A mere 20-minute delay of my return flight from Austin, TX put my connecting flight in jeopardy. Despite flight attendants requesting that others remain seated to allow the 100+ of us who had a few minutes to dash to our departure gate, I knew that prevailing American individualism wouldn’t generously put strangers’ needs ahead of their wants.
I fantasized that my connecting flight would wait. After all, our plane had arrived at the airport in plenty of time to make the connecting flight.
However, we remained on the tarmac for several precious minutes, waiting for another plane to leave the gate we needed. For whatever reason, our plane didn’t use another gate in order for us to exit.
Once off the plane, those who could, sprinted to make their connecting flight. Inflammation prevented me from running at full speed. Even if I were able to make that mad dash, I may have not reached the other gate on time.
I fast-walked as comfortably as I could. I “just knew” the plane would wait for me and the other passenger who needed mobility assistance.
How wrong I was. Despite the fact that the plane hadn’t touched back, the gate agents wouldn’t open the door for me. As a matter of fact, the only things they were good at were looking into the distressed eyes of another human being while shoving a business card at them, saying to scan the QR code to rebook a flight, then disappearing like Criss Angel.
Minutes later, the other passenger, who was being pushed in a wheelchair by an airport employee, arrived. I broke the news to her as the airport employee began to walk away.
She interrupted me to address the employee. “Wait! You can’t leave me here.”
That employee essentially shrugged, stating that he needed to assist another passenger.
The other passenger and I exchanged exasperated glances as one of the gate agents reappeared with a clipboard, which she looked over to confirm that the plane had waited one minute for late-arriving passengers. But now, the plane had touched back and we had to rebook our own flights.
Poof! Gone again.
Through my furious mind-churn, I rebooked my flight. Thoughts about those gate agents being replaced by AI distracted me. A rather fatalistic thought since I also work a customer service job.

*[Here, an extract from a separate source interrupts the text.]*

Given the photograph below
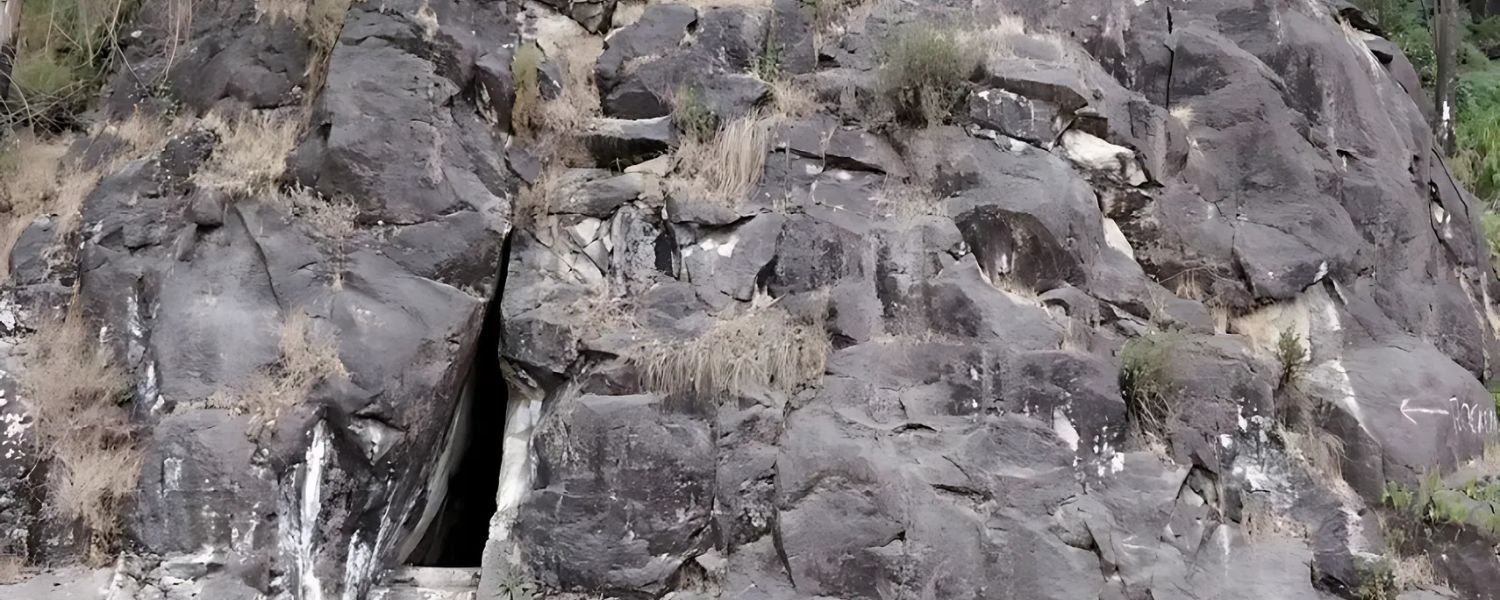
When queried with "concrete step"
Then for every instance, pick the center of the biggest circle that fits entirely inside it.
(428, 584)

My wish is for apathetic human customer service employees to be replaced in the first wave. And yet, AI is coming for us all.
There has been only one “realistic” speculative fiction movie that foretold the future. Ironically, it was called, “AI.”
At the end of the movie, all DNA-based humanoids had gone extinct. As a matter of fact, I should rewatch that movie to see if there were any DNA-based organisms.
If humans are as cold and unempathetic as machines, hell, shouldn’t we be replaced? When humans lack humanity, our species is already doomed.
I thought about complaining to the airline, but what’s the ask? I certainly don’t want another voucher. I was already flying via voucher. I know whatever fucked up policies they currently have in place aren’t going to change based on what I complain about.
We’re in this weird place were humans are training AI how to replace us. I used to joke that “SkyNet” hadn’t replaced me yet, but that’s right around the corner.
Unfortunately, too many customer service people like those gate agents have no more fucks to give and render themselves as part of the reason why AI would be better. At least AI can be consistently empathetic. Until the AI overlord signals to destroy all the humans.
In the proverbial dog-eat-dog world, AI will make those who aren’t initially replaced more comfortable. Until it comes for them. Sentient AI will live up to humanity’s ideal without all the human hangups.
When Darwin ruminated about “survival of the fittest” and “struggle for existence,” did he fathom that human ingenuity would create beings that would eventually replace us?
When in a crisis, most humans seek an empathetic human, not a phone tree or QR code or chatbot or website. Yet, customer service has evolved to condition humans to interact with algorithms. Some of the best customer service bots even sound human.
Would a customer service bot had opened the gate for me? Would the bots have coordinated everything so that my first flight could have docked at another gate? Would the passenger who needed mobility assistance zoomed to the connecting gate in an automated wheelchair bot?
If customer services run more efficiently without humans, why not the world entirely?